驚愕し、リチャードは虹色の槍を発現し、振り向く。
「これは、これは。何と、あの名高い英雄様じゃあないか」
パチパチと手を叩き、微笑ましく笑む、多量の翼を背に生やす美少年──
「……! ミカエルかっ!」
リチャードは、その声の主を認識し、苦虫を噛む。
(こんな弱体化した状態で、この世界の管理者と対峙するだと……!?)
焦燥とするリチャードは同時、激しく後悔する。
「流石、『巫女』だな……!」
静子の『嫌な気配』は、ものの見事に的中し、今、かつて自身が体験した事が無い様な絶体絶命の状況を生んでいる。
(終わりか……? 終わりなのか?)
大凡、悲観的展望を考えないリチャードの、久方ぶりの絶望であった。
「ああ……素晴らしいね」
険の表情で身構えるリチャード。
だが、ミカエルはそのリチャードを眺め、感激した表情を見せる。
「ああ、素晴らしいよっ! あんな嫌悪していた君の力が、こんなにも衰えているなんてっ!」
胸を中心に手を組ませ、ミカエルは叫ぶ。
その慈愛の笑顔は、凡そ、人を嫌悪し、憎悪している存在とは思えない。
「それこそが、人だ! 自身を弁え、驕れる力を持たず、只ひたすらに世界を動かす歯車にっ! 故にっ! 僕は初めて君に敬意を払おう!」
両手を伸ばし、劇中の俳優の様な大袈裟な立ち振る舞い。
ミカエルは熱弁し、そしてリチャードへと指を差す。
「そんな君に、『神のお導き』を授けよう」
微笑し、ミカエルはリチャードの顔を覗き込む。
リチャードが向けている槍先など、目もくれず。
「君は、早々にこの空間にある、あの悪魔の子共が住んでいる村に戻るべきだ」
真剣な面持ちで告げるミカエルの言葉に、リチャードは首を傾げる。
「……何故だ?」
「あの、脆弱なアビスの住民どもが『喰われて』いるのを見たであろう?」
にやりと、口を吊り上げて、ミカエルは問う。
無言。
しかし、ミカエルはその無言を肯定と受け取り、続ける。
「あれは、『異なる世界の概念』の力の軋轢によって、精神が捩りに捻子曲がった狂『人』が行った行為だ」
「あれが、人の手だと……?」
「そうだよ。
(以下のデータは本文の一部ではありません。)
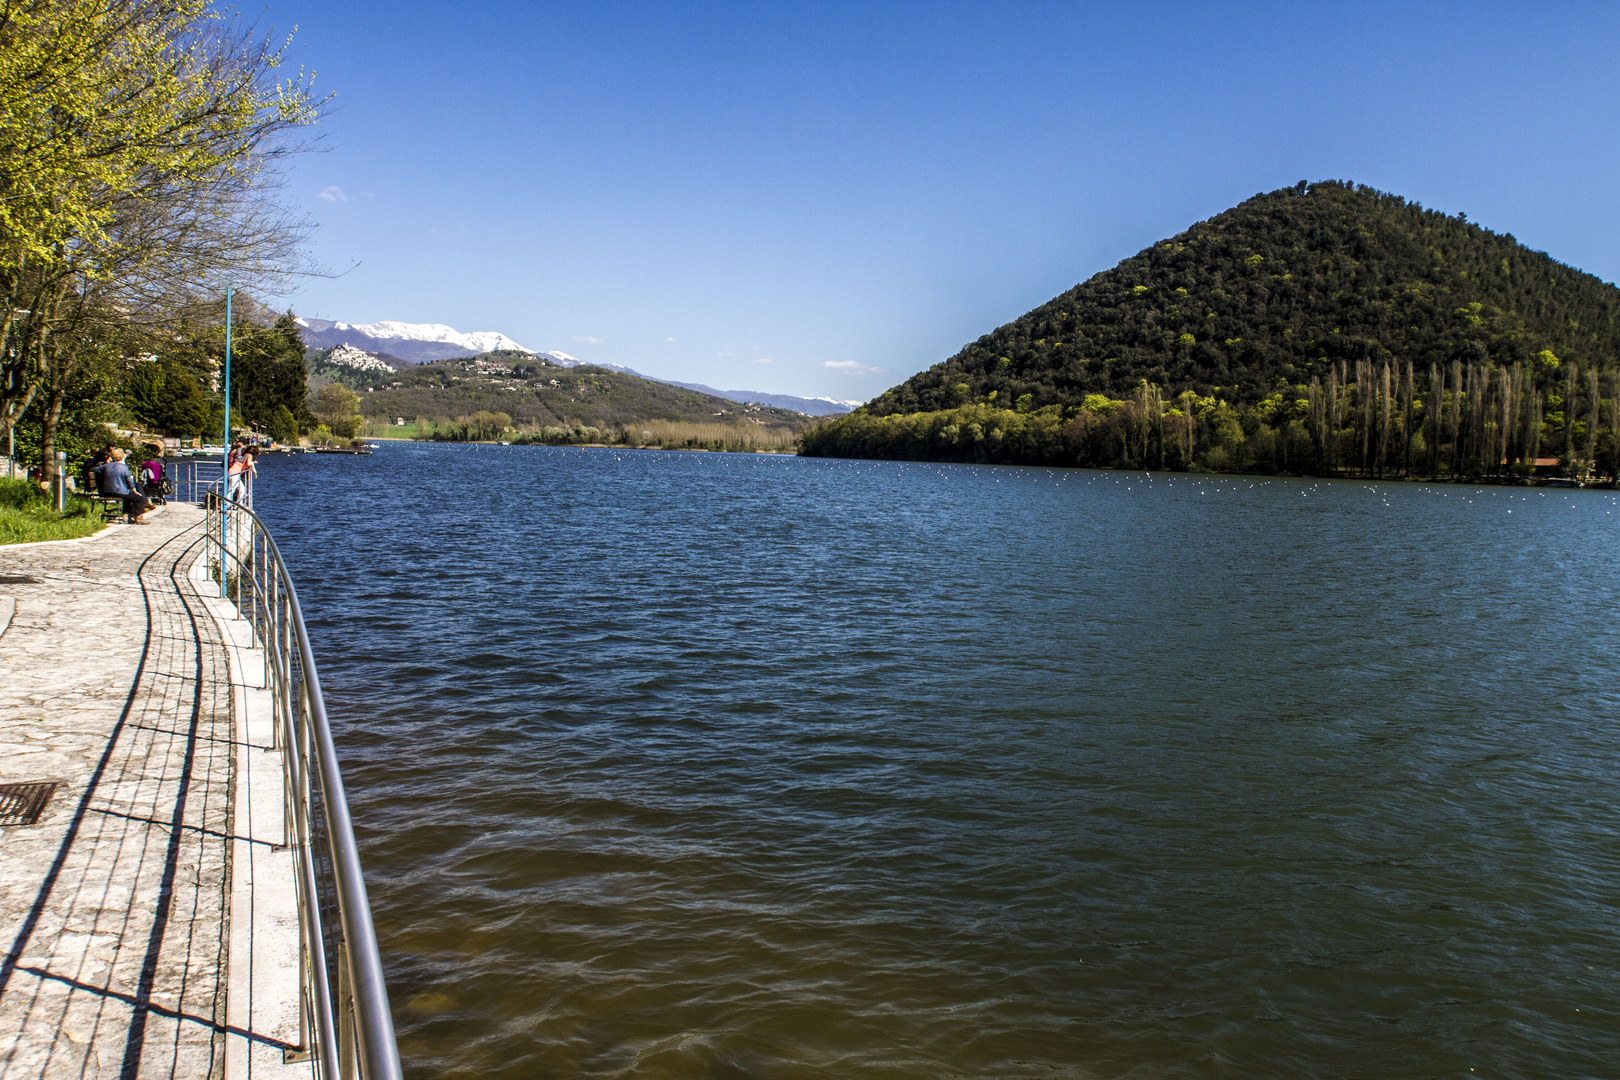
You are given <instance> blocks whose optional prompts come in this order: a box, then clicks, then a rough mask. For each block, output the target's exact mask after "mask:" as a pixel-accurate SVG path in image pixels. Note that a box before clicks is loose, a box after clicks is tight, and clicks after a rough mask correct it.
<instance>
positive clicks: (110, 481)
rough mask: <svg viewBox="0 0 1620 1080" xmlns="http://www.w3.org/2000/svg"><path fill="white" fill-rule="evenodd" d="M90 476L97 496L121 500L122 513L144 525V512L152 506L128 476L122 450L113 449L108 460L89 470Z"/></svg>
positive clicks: (129, 471)
mask: <svg viewBox="0 0 1620 1080" xmlns="http://www.w3.org/2000/svg"><path fill="white" fill-rule="evenodd" d="M91 476H94V478H96V491H97V492H99V494H102V495H109V497H113V499H123V512H125V513H126V515H128V517H130V521H133V523H134V525H146V512H147V510H151V508H152V504H151V502H147V500H146V495H143V494H141V491H139V487H136V483H134V478H133V476H130V468H128V466H126V465H125V463H123V450H118V449H117V447H115V449H113V450H112V457H110V460H107V461H104V463H102V465H97V466H96V468H94V470H91Z"/></svg>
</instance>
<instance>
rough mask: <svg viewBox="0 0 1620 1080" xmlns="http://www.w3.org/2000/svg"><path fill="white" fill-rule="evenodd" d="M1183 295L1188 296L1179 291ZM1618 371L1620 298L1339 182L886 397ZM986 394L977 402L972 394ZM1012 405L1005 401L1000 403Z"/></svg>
mask: <svg viewBox="0 0 1620 1080" xmlns="http://www.w3.org/2000/svg"><path fill="white" fill-rule="evenodd" d="M1178 290H1184V291H1178ZM1560 358H1563V361H1571V359H1573V361H1576V363H1578V364H1579V368H1581V369H1583V371H1589V369H1601V371H1609V369H1610V368H1614V366H1615V363H1617V358H1620V290H1617V288H1615V287H1612V285H1609V283H1605V282H1602V280H1599V279H1596V277H1591V275H1588V274H1581V272H1579V270H1575V269H1571V267H1568V266H1563V264H1560V262H1555V261H1554V259H1550V257H1547V256H1545V254H1542V253H1537V251H1529V249H1526V248H1524V246H1523V244H1520V243H1518V241H1516V240H1513V236H1505V235H1497V233H1492V232H1489V230H1484V228H1481V227H1477V225H1471V223H1468V222H1463V220H1460V219H1455V217H1448V215H1445V214H1439V212H1434V210H1426V209H1422V207H1419V206H1416V204H1413V202H1408V201H1405V199H1401V198H1396V196H1392V194H1383V193H1379V191H1374V189H1371V188H1358V186H1354V185H1348V183H1338V181H1328V183H1317V185H1311V186H1307V188H1306V189H1299V188H1285V189H1281V191H1273V193H1270V194H1259V196H1255V198H1252V199H1249V201H1246V202H1243V204H1239V206H1236V207H1233V209H1231V210H1226V212H1225V214H1220V215H1217V217H1212V219H1210V220H1207V222H1200V223H1199V225H1194V227H1192V228H1189V230H1187V232H1184V233H1181V235H1178V236H1173V238H1170V240H1165V241H1162V243H1157V244H1153V246H1150V248H1147V249H1144V251H1142V253H1139V254H1136V256H1132V257H1129V259H1126V261H1123V262H1121V264H1119V266H1116V267H1115V269H1111V270H1105V272H1102V274H1098V275H1095V277H1092V279H1090V280H1087V282H1084V283H1081V285H1076V287H1074V288H1071V290H1069V291H1066V293H1063V295H1061V296H1058V298H1055V300H1051V301H1050V303H1047V304H1042V306H1040V308H1037V309H1034V311H1030V313H1029V314H1025V316H1022V317H1019V319H1016V321H1013V322H1009V324H1006V325H1003V327H1000V329H996V330H993V332H990V334H987V335H985V337H982V338H978V340H977V342H974V343H970V345H967V347H966V348H962V350H961V351H959V353H957V355H956V356H953V358H949V359H946V361H944V363H940V364H935V366H933V368H930V369H928V371H923V372H920V374H917V376H914V377H912V379H907V381H906V382H904V384H901V385H897V387H894V389H891V390H888V392H886V393H883V395H881V397H878V398H876V400H873V402H870V403H868V406H867V410H868V413H873V415H893V413H917V411H930V413H932V411H941V410H949V408H954V406H957V405H961V403H962V400H964V398H966V400H1016V398H1019V397H1022V395H1025V393H1029V395H1032V397H1034V403H1035V406H1037V408H1040V406H1048V405H1061V406H1072V405H1079V403H1081V402H1082V400H1084V398H1085V395H1087V393H1105V395H1110V397H1115V398H1124V397H1128V395H1129V393H1131V392H1132V390H1134V387H1136V385H1137V384H1139V382H1142V381H1147V382H1150V384H1155V385H1158V387H1162V390H1163V393H1165V395H1166V397H1174V395H1176V393H1179V392H1183V390H1194V392H1197V393H1200V395H1212V393H1215V395H1220V397H1221V398H1223V400H1228V402H1233V403H1252V402H1257V400H1260V398H1262V397H1265V395H1267V393H1270V392H1272V387H1273V385H1275V384H1277V382H1278V381H1280V379H1281V381H1285V382H1288V384H1294V385H1299V384H1307V382H1309V381H1311V377H1312V376H1317V377H1322V379H1324V381H1325V379H1327V376H1328V372H1330V369H1332V364H1333V361H1340V363H1346V364H1349V363H1354V361H1369V363H1377V364H1383V363H1398V364H1405V363H1406V361H1411V363H1413V364H1414V366H1416V369H1417V371H1419V372H1421V376H1419V377H1422V376H1426V374H1427V371H1429V366H1430V363H1439V364H1450V363H1452V361H1453V359H1458V361H1461V363H1464V364H1490V366H1508V368H1511V366H1513V364H1515V363H1523V364H1526V366H1534V368H1536V371H1537V372H1539V376H1537V377H1539V379H1542V381H1547V379H1550V377H1552V376H1554V374H1555V372H1558V368H1560ZM964 385H966V387H969V389H967V392H962V390H961V387H964ZM993 393H995V395H996V397H995V398H991V395H993Z"/></svg>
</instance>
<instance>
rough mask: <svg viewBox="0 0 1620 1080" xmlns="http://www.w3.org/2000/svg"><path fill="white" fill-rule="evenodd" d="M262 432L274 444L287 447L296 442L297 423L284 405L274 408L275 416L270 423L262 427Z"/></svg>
mask: <svg viewBox="0 0 1620 1080" xmlns="http://www.w3.org/2000/svg"><path fill="white" fill-rule="evenodd" d="M264 431H266V434H269V436H271V439H275V442H280V444H287V445H292V444H296V442H298V421H296V418H293V415H292V410H288V408H287V406H285V405H277V406H275V415H274V416H271V423H269V424H266V426H264Z"/></svg>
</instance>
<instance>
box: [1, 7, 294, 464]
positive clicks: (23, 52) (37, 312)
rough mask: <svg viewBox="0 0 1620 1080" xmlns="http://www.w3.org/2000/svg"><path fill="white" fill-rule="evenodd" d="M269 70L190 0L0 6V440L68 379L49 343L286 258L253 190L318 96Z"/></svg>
mask: <svg viewBox="0 0 1620 1080" xmlns="http://www.w3.org/2000/svg"><path fill="white" fill-rule="evenodd" d="M280 63H282V49H275V47H272V45H271V42H269V39H258V37H254V36H253V34H251V32H246V31H243V29H241V26H240V24H237V23H232V21H228V19H224V18H220V16H219V15H215V13H214V11H212V8H211V6H209V5H207V3H206V2H204V0H16V2H15V3H6V5H3V6H0V291H3V298H0V301H3V309H0V432H5V431H6V429H8V427H10V426H11V424H15V423H16V419H18V418H19V416H21V415H23V413H24V411H26V410H28V406H29V405H31V402H32V400H34V397H36V395H37V393H40V392H42V390H44V389H45V384H47V382H53V384H57V385H60V384H63V382H65V381H70V379H71V376H73V369H75V366H76V363H78V359H79V358H81V356H83V355H84V350H81V348H78V345H76V343H75V342H71V340H70V342H68V343H66V347H63V345H60V343H58V342H55V338H57V337H58V335H63V334H66V335H68V337H70V338H71V337H73V335H75V334H76V337H78V342H87V340H96V338H97V337H100V338H102V340H105V338H107V322H109V321H110V322H117V324H128V325H162V324H164V322H165V321H167V319H170V317H172V316H173V314H175V313H177V311H178V309H181V308H183V303H181V301H183V300H185V298H190V296H194V295H198V293H199V291H209V290H217V287H219V283H220V282H224V280H230V282H237V283H240V282H248V280H266V279H272V277H274V275H275V274H279V272H283V270H287V269H288V266H292V264H293V261H295V253H296V248H298V244H300V243H301V238H303V233H305V228H306V227H305V225H303V222H301V220H300V219H296V217H293V215H290V214H287V212H285V210H282V209H280V207H279V206H277V204H275V201H274V199H272V198H271V194H269V193H271V191H272V189H274V186H275V180H277V178H279V172H277V168H275V164H277V162H279V160H280V159H282V157H283V155H285V154H290V152H295V151H296V149H301V146H300V144H296V142H293V141H292V139H288V138H287V136H288V133H292V131H293V130H296V128H301V126H303V125H306V123H311V121H314V120H316V118H318V115H319V112H321V107H322V102H319V100H316V99H314V97H313V94H311V91H309V86H308V83H306V81H305V79H301V78H298V79H288V81H283V79H280V73H279V68H280ZM94 322H100V324H102V329H100V330H99V332H97V330H96V329H92V324H94ZM75 327H76V329H75ZM70 330H71V332H70ZM42 450H45V452H47V460H45V465H47V468H50V458H49V447H44V449H42Z"/></svg>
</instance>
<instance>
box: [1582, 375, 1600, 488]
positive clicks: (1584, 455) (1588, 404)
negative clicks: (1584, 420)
mask: <svg viewBox="0 0 1620 1080" xmlns="http://www.w3.org/2000/svg"><path fill="white" fill-rule="evenodd" d="M1586 403H1588V410H1589V413H1588V419H1586V450H1584V453H1581V460H1583V461H1586V468H1588V470H1589V468H1591V466H1592V450H1594V449H1596V445H1597V372H1596V371H1588V372H1586Z"/></svg>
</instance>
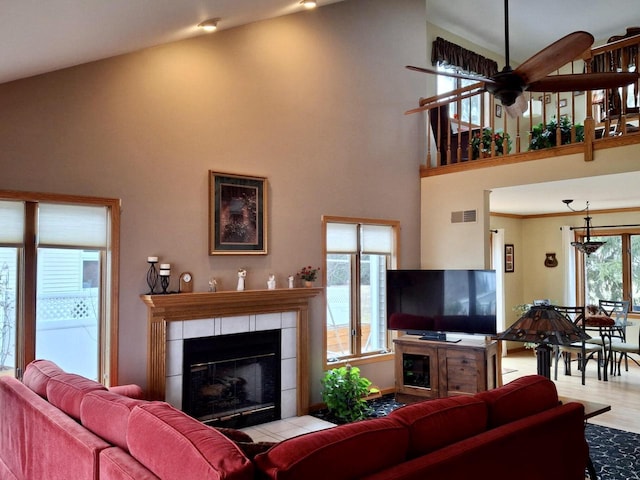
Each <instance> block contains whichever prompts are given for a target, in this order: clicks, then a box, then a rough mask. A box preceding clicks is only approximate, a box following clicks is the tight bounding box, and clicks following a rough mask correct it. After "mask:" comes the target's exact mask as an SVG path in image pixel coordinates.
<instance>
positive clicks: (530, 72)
mask: <svg viewBox="0 0 640 480" xmlns="http://www.w3.org/2000/svg"><path fill="white" fill-rule="evenodd" d="M593 41H594V38H593V35H591V34H590V33H588V32H582V31H578V32H573V33H570V34H569V35H566V36H564V37H562V38H561V39H560V40H556V41H555V42H553V43H552V44H551V45H549V46H547V47H545V48H543V49H542V50H540V51H539V52H538V53H536V54H535V55H534V56H533V57H531V58H529V59H528V60H526V61H525V62H524V63H522V64H521V65H520V66H518V68H516V69H515V71H514V72H515V73H516V74H517V75H518V76H519V77H520V78H521V79H522V81H523V82H524V84H525V85H528V84H530V83H533V82H537V81H538V80H542V79H543V78H544V77H546V76H547V75H549V74H550V73H551V72H553V71H555V70H557V69H559V68H560V67H562V66H563V65H566V64H567V63H569V62H570V61H572V60H574V59H575V58H577V57H578V56H579V55H580V54H581V53H583V52H584V51H585V50H587V49H588V48H590V47H591V45H592V44H593Z"/></svg>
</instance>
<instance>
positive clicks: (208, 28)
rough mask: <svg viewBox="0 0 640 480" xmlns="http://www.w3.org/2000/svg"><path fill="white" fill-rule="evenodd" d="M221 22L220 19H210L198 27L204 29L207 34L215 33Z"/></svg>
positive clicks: (214, 18) (215, 18) (205, 21)
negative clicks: (210, 33)
mask: <svg viewBox="0 0 640 480" xmlns="http://www.w3.org/2000/svg"><path fill="white" fill-rule="evenodd" d="M219 21H220V18H210V19H209V20H205V21H204V22H200V23H199V24H198V26H199V27H200V28H202V29H203V30H204V31H205V32H215V31H216V30H217V29H218V22H219Z"/></svg>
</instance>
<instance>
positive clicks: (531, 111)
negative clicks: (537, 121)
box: [522, 100, 542, 118]
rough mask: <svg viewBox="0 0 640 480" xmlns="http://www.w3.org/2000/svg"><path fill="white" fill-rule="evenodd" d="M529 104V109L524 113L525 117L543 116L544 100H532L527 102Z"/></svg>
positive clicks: (540, 116) (523, 115)
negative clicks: (542, 108)
mask: <svg viewBox="0 0 640 480" xmlns="http://www.w3.org/2000/svg"><path fill="white" fill-rule="evenodd" d="M527 105H528V107H529V108H527V111H526V112H524V113H523V114H522V116H523V117H525V118H529V117H531V118H534V117H541V116H542V102H541V101H540V100H531V101H530V102H527Z"/></svg>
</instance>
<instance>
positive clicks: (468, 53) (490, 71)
mask: <svg viewBox="0 0 640 480" xmlns="http://www.w3.org/2000/svg"><path fill="white" fill-rule="evenodd" d="M431 63H432V65H434V66H436V65H444V66H446V65H451V66H455V67H458V68H460V69H461V70H463V71H465V72H469V73H477V74H479V75H483V76H485V77H490V76H492V75H495V74H496V73H498V62H496V61H494V60H490V59H488V58H486V57H483V56H482V55H479V54H477V53H475V52H472V51H471V50H467V49H466V48H462V47H461V46H460V45H456V44H455V43H452V42H449V41H447V40H445V39H444V38H441V37H437V38H436V39H435V40H434V41H433V47H432V49H431Z"/></svg>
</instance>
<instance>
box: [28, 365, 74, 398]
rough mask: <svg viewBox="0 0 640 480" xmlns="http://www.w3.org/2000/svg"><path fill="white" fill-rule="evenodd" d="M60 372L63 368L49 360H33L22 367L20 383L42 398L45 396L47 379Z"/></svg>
mask: <svg viewBox="0 0 640 480" xmlns="http://www.w3.org/2000/svg"><path fill="white" fill-rule="evenodd" d="M62 373H65V372H64V370H62V369H61V368H60V367H59V366H58V365H56V364H55V363H53V362H52V361H50V360H34V361H33V362H30V363H29V365H27V368H25V369H24V375H23V376H22V383H24V384H25V385H26V386H27V387H29V388H30V389H31V390H33V391H34V392H36V393H37V394H38V395H40V396H41V397H42V398H47V384H48V383H49V380H50V379H51V378H53V377H56V376H58V375H60V374H62Z"/></svg>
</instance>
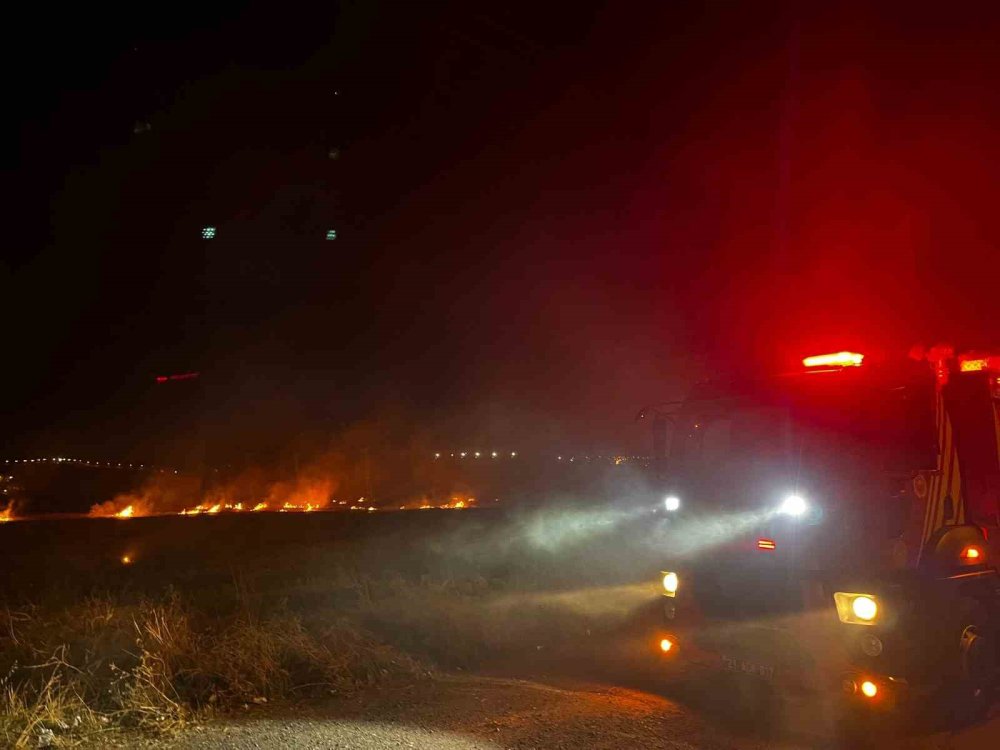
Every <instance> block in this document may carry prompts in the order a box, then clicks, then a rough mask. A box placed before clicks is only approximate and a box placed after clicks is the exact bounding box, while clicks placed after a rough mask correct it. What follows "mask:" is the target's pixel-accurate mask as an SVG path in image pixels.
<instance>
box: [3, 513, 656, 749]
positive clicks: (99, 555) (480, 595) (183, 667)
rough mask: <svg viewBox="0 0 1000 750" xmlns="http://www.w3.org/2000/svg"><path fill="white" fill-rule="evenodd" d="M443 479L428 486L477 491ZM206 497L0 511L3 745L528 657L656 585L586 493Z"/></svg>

あろうことか、『僕の世界』に図々しくも出しゃばってきた『異物』が遺してきた……うーん。君達の言葉で言えば、そう! 『殺戮マシーン』だ!」
額に手を当て、一寸、後に指を弾いてミカエルは言う。
「只ひたすらに一点の『願望』のみで突き動いている、頭が壊れた哀れな悪魔の子……それが、他の悪魔の子を何故か『怒り』、『妬み』、襲撃しようとしている」
そのミカエルの言葉に、リチャードは思考を巡らす。
『熾天使長』ミカエル。
人類の敵であり、そしてその殲滅は『アダム』の『目的』の一つである。
だが、ミカエルは人を嘲り、謀る真似はあまりしない。
仮に嘘だとして、こんな小賢しい真似は……ミカエルが最も嫌う行為だ。
故に、
「……信じよう。出来れば、そのまま帰らせてくれる事を願うが」
「勿論。僕は単純に君と彼等がくたばってくれれば、それで良いんだよ。僕が手を下すまでも無い」
ミカエルに背を見せず、警戒しながら、リチャードは飛び立つ。
「やはり……どうも、気になるよ」
飛び立ったリチャードを見つめ、ミカエルは呟く。
「一瞬、それもほんの少し僅かだ。気のせいとも取れる程の。だけど、だけど……感じたあの『氣』は──」
口元から出そうになる言葉。
だが、戸惑いで震える口元からは、その続きを呟く事は無かった。